Guernica: Do you think making art is about pushing into that space, even if it’s not exactly safe?
Eiko Otake: It’s not just me. Think about all the visual artists who use hazardous materials. We are vulnerable to our own desires, and one person’s line is different from another’s, but that line within the same person changes, too. Every artist, every scientist, every mother grapples with this: “Where is my boundary?”
The line is not solid, and sometimes determined by one’s own discipline, but often bound by available choices and which direction one is looking and how calmly. Sometimes, at the train station, I’d be very close to people and other times I’d be invisible amid the crowd, so what I’m gaining and losing also shifts. That’s what’s beautiful about being outside the theater: I lose control, but I try to work with that.
At Philadelphia Station, where the piece premiered, I was first shocked that I did not gain much attention from the passersby during the rehearsals. When I realized not many people were watching me, I wondered why. I then realized it was because people thought it was a photo shoot rather than a performance. Only when movement is watched by people does it become something to be watched. It is as John Cage defined music: as sound conceived to be heard. If I’m not presenting my movement as something to be seen, nobody thinks of it as something they want to watch. What is not considered interesting is seen as not interesting. But if there were enough people already watching me in a performance, it signaled to the passersby that something was happening that they might want to pay attention to. It is the viewers who make a dancer a performer and her movement a performance.
Guernica: What do you struggle with, and what gives you pleasure?
Eiko Otake: Pleasure comes when desires are being met. A bowl of rice tastes amazing when you’re hungry. When I saw the photographs from Fukushima, I didn’t want to look at them because that whole experience was hard for me. But once I had a little time to digest it, when I looked at those photographs, I recognized their substance, which came about precisely because of what a hard time I had been having. I didn’t do anything special there; it is the same Eiko with her dance. But what made it special for me was the context of the place and what had happened there before I was there. My disgust and shock while being there despite knowing the situation beforehand made dancing there memorable. I was crying a lot and I felt I couldn’t move. I wanted to leave and go home. It took me a long time before I could prompt myself to dance. I remember that sense of being totally overwhelmed—and to this day I am still overwhelmed—and that, strangely, gives me some satisfaction when I look at those photographs as something that came out of such difficulty.
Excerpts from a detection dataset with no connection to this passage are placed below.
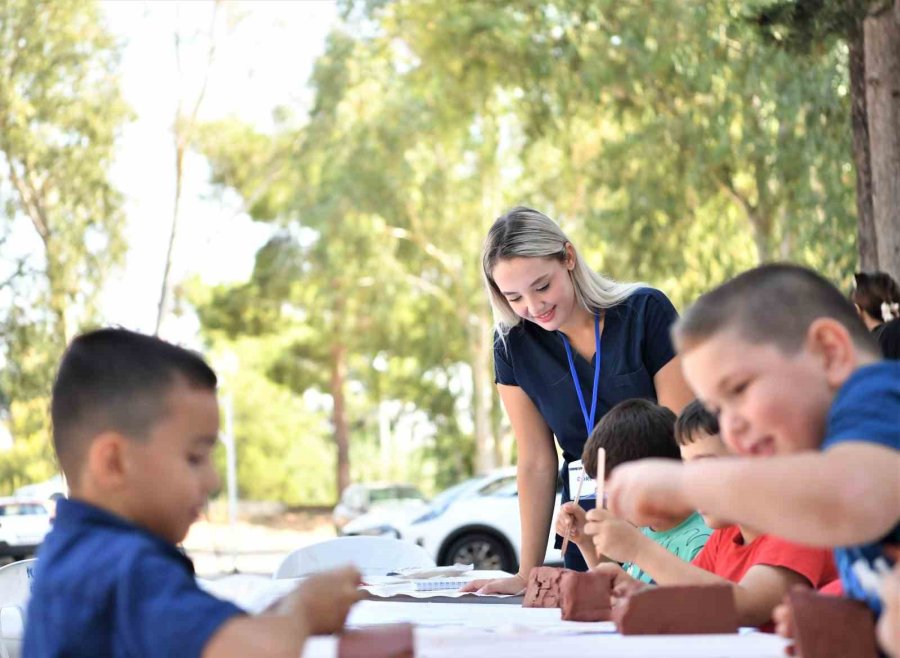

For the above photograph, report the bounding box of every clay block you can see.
[559,571,612,621]
[787,588,878,658]
[338,624,415,658]
[612,585,738,635]
[522,567,565,608]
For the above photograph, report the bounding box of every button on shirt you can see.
[23,500,243,658]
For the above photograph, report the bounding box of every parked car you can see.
[340,477,484,539]
[397,468,561,573]
[332,484,427,534]
[0,498,51,560]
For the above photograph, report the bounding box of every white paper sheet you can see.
[302,624,785,658]
[347,601,616,635]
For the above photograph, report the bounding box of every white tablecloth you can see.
[303,601,785,658]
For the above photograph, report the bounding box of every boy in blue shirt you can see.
[608,265,900,614]
[24,329,359,658]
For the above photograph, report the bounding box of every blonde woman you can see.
[467,207,693,594]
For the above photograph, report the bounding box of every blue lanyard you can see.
[559,315,600,436]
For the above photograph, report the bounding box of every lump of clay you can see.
[559,571,612,621]
[787,588,878,658]
[522,567,565,608]
[338,624,415,658]
[612,585,738,635]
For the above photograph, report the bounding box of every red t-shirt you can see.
[691,526,838,631]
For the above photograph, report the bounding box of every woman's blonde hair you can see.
[481,206,646,339]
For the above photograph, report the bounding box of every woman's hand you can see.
[459,574,528,595]
[555,502,593,550]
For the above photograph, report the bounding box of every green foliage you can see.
[188,0,855,498]
[0,0,129,482]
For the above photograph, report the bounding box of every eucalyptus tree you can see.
[0,0,129,484]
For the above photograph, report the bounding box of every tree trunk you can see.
[331,343,350,499]
[847,25,878,271]
[863,6,900,279]
[470,312,498,473]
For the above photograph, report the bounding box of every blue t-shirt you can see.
[23,500,243,658]
[494,288,678,500]
[822,361,900,614]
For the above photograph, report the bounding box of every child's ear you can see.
[87,432,128,490]
[806,318,858,389]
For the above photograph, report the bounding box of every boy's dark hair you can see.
[581,398,681,479]
[850,272,900,322]
[675,400,719,446]
[50,328,217,480]
[672,263,880,355]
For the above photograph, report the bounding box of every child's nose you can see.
[719,411,747,454]
[206,467,222,492]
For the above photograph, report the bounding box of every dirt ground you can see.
[184,512,334,578]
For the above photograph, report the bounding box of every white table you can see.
[303,601,785,658]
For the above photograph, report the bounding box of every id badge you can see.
[569,459,597,500]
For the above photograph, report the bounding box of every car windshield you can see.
[478,475,517,496]
[431,478,480,507]
[369,487,424,503]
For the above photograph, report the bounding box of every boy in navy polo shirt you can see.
[24,329,359,658]
[608,265,900,632]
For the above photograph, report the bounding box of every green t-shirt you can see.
[623,512,712,583]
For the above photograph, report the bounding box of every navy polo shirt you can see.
[23,500,244,658]
[494,288,678,500]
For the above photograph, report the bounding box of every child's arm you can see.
[556,502,600,569]
[607,442,900,546]
[203,567,362,658]
[620,537,809,626]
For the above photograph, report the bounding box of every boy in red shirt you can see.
[585,401,838,632]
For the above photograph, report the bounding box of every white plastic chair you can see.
[0,559,37,658]
[273,536,435,578]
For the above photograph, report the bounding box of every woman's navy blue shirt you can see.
[494,288,678,500]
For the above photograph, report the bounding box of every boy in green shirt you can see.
[556,399,712,583]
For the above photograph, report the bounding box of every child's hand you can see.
[293,567,363,635]
[584,509,649,562]
[592,562,650,605]
[556,502,590,546]
[772,585,806,656]
[606,459,694,526]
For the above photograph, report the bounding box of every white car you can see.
[0,498,52,560]
[332,484,428,535]
[397,468,562,573]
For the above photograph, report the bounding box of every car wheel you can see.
[444,532,516,572]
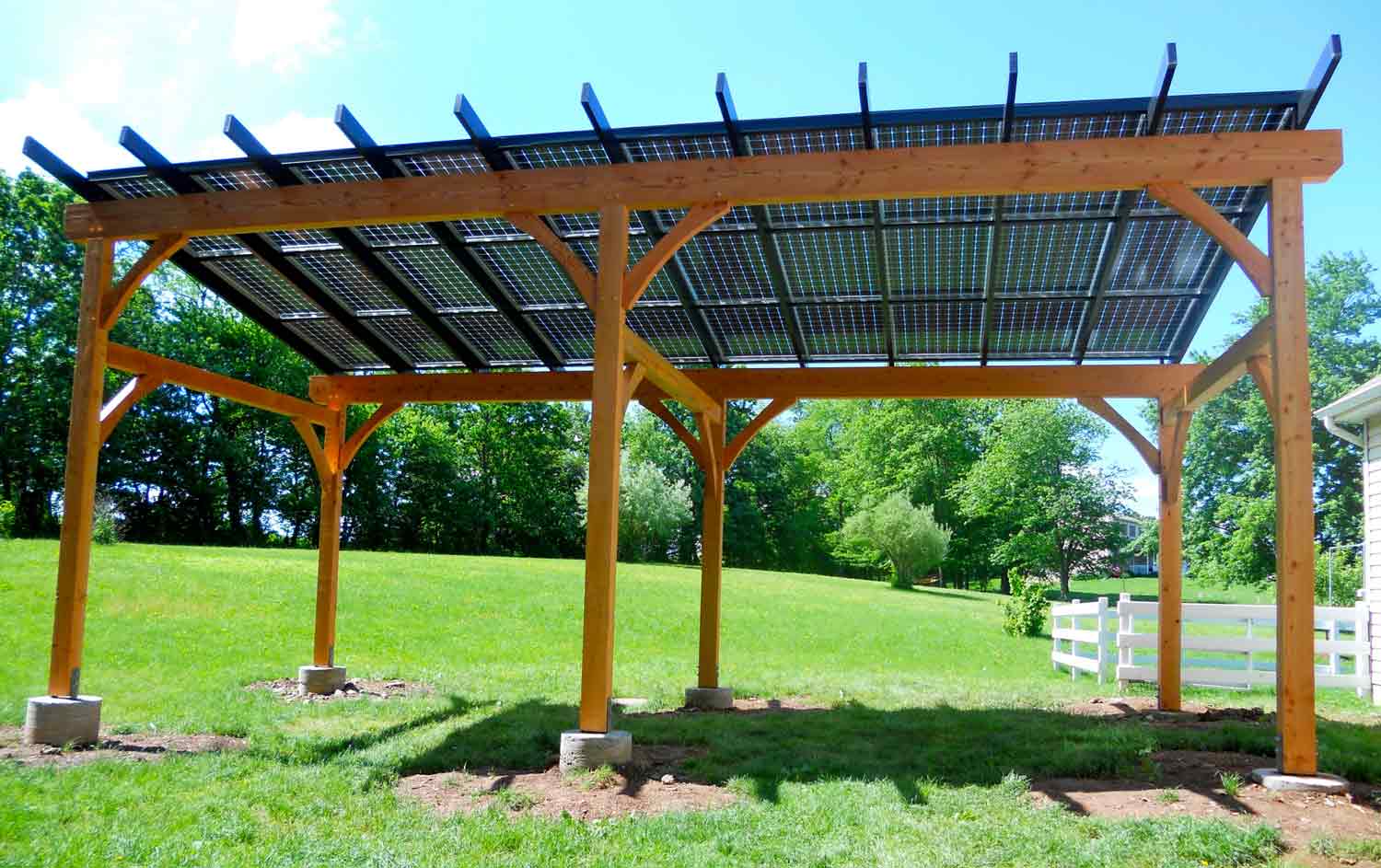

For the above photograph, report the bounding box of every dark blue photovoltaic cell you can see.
[80,92,1298,370]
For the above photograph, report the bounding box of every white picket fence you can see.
[1050,594,1372,696]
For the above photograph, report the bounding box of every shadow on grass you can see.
[269,697,1381,807]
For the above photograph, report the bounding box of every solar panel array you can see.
[78,92,1298,370]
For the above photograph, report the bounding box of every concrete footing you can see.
[1251,769,1348,793]
[561,730,632,771]
[24,696,101,746]
[297,666,345,696]
[687,688,734,711]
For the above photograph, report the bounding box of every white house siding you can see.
[1362,414,1381,705]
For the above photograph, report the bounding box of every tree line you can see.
[0,172,1381,588]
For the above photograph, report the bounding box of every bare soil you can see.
[397,746,735,820]
[245,677,433,702]
[0,726,248,766]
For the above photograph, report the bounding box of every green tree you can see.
[955,400,1130,596]
[1184,254,1381,584]
[840,492,952,588]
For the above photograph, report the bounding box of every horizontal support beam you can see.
[311,365,1204,404]
[105,343,334,425]
[1168,316,1275,412]
[66,130,1342,240]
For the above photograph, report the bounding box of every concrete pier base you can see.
[561,730,632,771]
[687,688,734,711]
[1251,769,1348,793]
[297,666,345,696]
[24,696,101,746]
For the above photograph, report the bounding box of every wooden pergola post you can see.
[24,238,115,744]
[580,205,629,733]
[1156,400,1190,711]
[696,403,732,692]
[1271,178,1317,776]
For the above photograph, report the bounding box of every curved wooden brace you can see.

When someone shares with me their experience of something profound that happened to them at one of my performances in a way that does not seem like flattery, that gives me deep pleasure. I’m not working to please, but to connect. We are not changing the world that much, but we are engaged in something human—dancing, watching, planning, befriending the security guards who work at a station.
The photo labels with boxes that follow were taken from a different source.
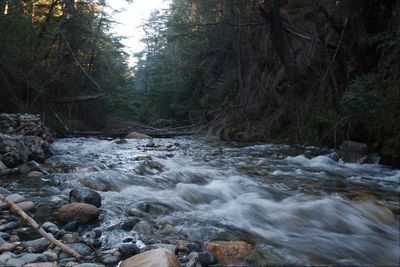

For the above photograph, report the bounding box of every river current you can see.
[3,138,400,266]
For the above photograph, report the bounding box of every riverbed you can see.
[2,138,400,266]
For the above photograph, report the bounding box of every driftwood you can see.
[0,194,82,260]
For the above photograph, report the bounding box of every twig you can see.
[0,194,82,260]
[322,17,349,82]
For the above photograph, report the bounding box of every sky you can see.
[107,0,170,66]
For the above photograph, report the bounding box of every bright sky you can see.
[108,0,171,66]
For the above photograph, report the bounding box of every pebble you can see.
[118,243,140,257]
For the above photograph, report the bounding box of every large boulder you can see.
[69,188,101,208]
[56,203,100,224]
[125,132,151,139]
[0,133,51,168]
[205,241,253,264]
[340,141,368,164]
[120,248,181,267]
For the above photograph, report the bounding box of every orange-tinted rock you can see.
[56,203,100,224]
[205,241,253,264]
[120,248,181,267]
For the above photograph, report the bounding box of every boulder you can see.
[17,201,36,212]
[56,203,100,224]
[340,141,368,164]
[23,262,57,267]
[18,160,48,176]
[120,248,181,267]
[0,133,51,168]
[205,241,253,264]
[125,132,151,139]
[69,188,101,208]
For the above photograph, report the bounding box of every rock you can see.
[115,138,128,145]
[0,194,26,209]
[25,237,50,253]
[0,243,18,253]
[0,222,19,231]
[133,221,153,235]
[0,187,12,197]
[0,252,15,266]
[137,202,173,214]
[120,249,181,267]
[61,233,79,244]
[75,263,105,267]
[125,132,151,139]
[26,171,44,177]
[23,262,57,267]
[340,141,368,164]
[42,222,60,235]
[0,133,51,168]
[69,187,101,208]
[146,141,156,147]
[118,243,140,258]
[59,243,92,259]
[71,167,98,173]
[0,160,8,172]
[205,241,253,264]
[6,253,47,267]
[8,238,20,243]
[43,251,58,261]
[17,201,36,212]
[17,160,48,176]
[56,203,100,224]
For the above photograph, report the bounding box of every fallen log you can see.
[0,194,82,260]
[54,94,104,104]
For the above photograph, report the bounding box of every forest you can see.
[0,0,400,163]
[0,0,400,267]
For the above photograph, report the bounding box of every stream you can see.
[2,138,400,266]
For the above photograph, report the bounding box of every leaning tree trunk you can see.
[260,0,305,95]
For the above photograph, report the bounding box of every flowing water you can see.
[1,138,400,266]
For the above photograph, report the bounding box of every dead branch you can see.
[0,194,82,260]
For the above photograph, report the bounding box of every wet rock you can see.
[120,249,181,267]
[42,222,60,235]
[0,187,12,197]
[23,262,57,267]
[0,243,18,253]
[135,160,164,175]
[59,243,92,259]
[340,141,368,164]
[75,263,105,267]
[69,187,101,208]
[120,219,140,231]
[137,202,173,214]
[0,134,51,168]
[17,201,36,212]
[99,255,121,266]
[17,160,48,176]
[146,141,156,147]
[205,241,253,264]
[61,233,79,244]
[0,252,16,266]
[56,203,100,224]
[26,171,44,177]
[125,132,151,139]
[25,237,50,253]
[43,251,58,261]
[6,253,47,267]
[149,243,175,252]
[0,222,19,231]
[133,221,153,235]
[115,138,128,145]
[71,167,98,173]
[118,243,140,258]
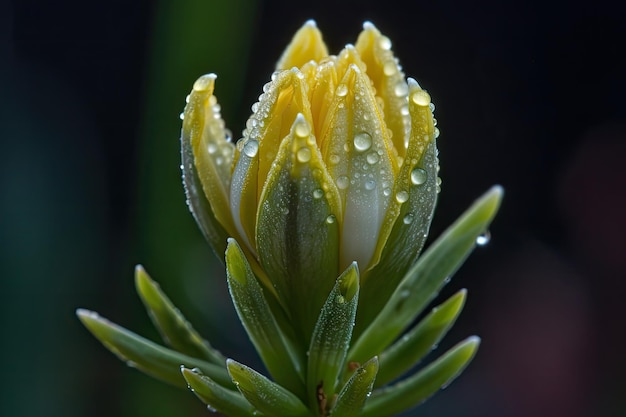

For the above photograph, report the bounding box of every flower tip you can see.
[406,77,422,88]
[363,20,376,30]
[193,73,217,91]
[464,336,481,347]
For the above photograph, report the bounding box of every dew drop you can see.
[337,175,350,190]
[393,81,409,97]
[354,132,372,152]
[383,59,396,77]
[243,140,259,158]
[366,152,380,165]
[411,90,430,106]
[411,168,428,185]
[296,148,311,163]
[476,230,491,246]
[396,191,409,203]
[335,84,348,97]
[294,121,311,138]
[378,36,391,50]
[193,74,215,91]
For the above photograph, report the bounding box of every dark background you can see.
[0,0,626,417]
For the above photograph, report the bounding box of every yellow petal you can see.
[321,64,397,269]
[183,74,235,239]
[356,22,410,158]
[276,20,328,70]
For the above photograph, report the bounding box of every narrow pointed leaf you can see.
[135,265,226,366]
[226,239,304,396]
[307,263,359,414]
[360,336,480,417]
[76,309,234,389]
[376,290,467,387]
[180,367,261,417]
[348,186,502,362]
[227,359,311,417]
[330,356,379,417]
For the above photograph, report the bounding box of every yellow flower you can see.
[182,21,439,339]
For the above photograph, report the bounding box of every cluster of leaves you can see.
[78,187,502,417]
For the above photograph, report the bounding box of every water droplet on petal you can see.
[393,81,409,97]
[243,140,259,158]
[411,90,430,106]
[366,152,380,165]
[378,36,391,50]
[396,191,409,203]
[411,168,428,185]
[294,121,311,138]
[337,175,350,190]
[335,84,348,97]
[354,132,372,152]
[476,230,491,246]
[296,148,311,163]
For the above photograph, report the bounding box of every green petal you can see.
[307,263,359,415]
[181,74,235,254]
[349,186,502,362]
[355,80,438,335]
[180,367,262,417]
[226,239,304,397]
[135,265,226,366]
[76,309,234,389]
[360,336,480,417]
[330,357,379,417]
[256,115,340,338]
[227,359,311,417]
[321,61,397,270]
[376,290,467,387]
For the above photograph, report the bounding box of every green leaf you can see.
[330,357,379,417]
[354,140,438,338]
[180,367,262,417]
[307,262,359,415]
[226,239,305,398]
[256,111,341,345]
[227,359,311,417]
[360,336,480,417]
[376,290,467,387]
[76,309,234,389]
[348,186,502,362]
[135,265,226,366]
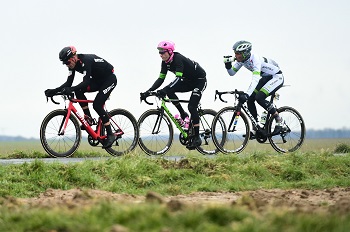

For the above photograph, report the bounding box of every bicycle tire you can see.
[268,106,305,153]
[138,109,174,156]
[105,109,139,156]
[40,109,81,158]
[212,106,250,154]
[196,109,225,155]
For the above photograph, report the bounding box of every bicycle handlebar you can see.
[214,89,244,103]
[140,91,189,105]
[46,92,74,105]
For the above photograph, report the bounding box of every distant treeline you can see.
[0,129,350,142]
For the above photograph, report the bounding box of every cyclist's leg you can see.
[166,78,191,119]
[93,74,117,148]
[188,78,207,148]
[167,91,188,120]
[256,73,284,134]
[74,86,91,118]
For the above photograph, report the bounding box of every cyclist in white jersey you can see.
[224,40,284,139]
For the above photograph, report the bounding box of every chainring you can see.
[255,131,267,143]
[88,135,100,147]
I certainly think a big city like this could use those human acts. When I’m walking in the East Village and I see young artists filming something, I have a little smile thinking of how those people are just watching the street in their own creative, imaginative eyes. By imagining what they are seeing, I am that much richer. It doesn’t cost me anything to imagine. These are all no-cost acts in which we can engage, and it makes my city my city, and it makes my place my place.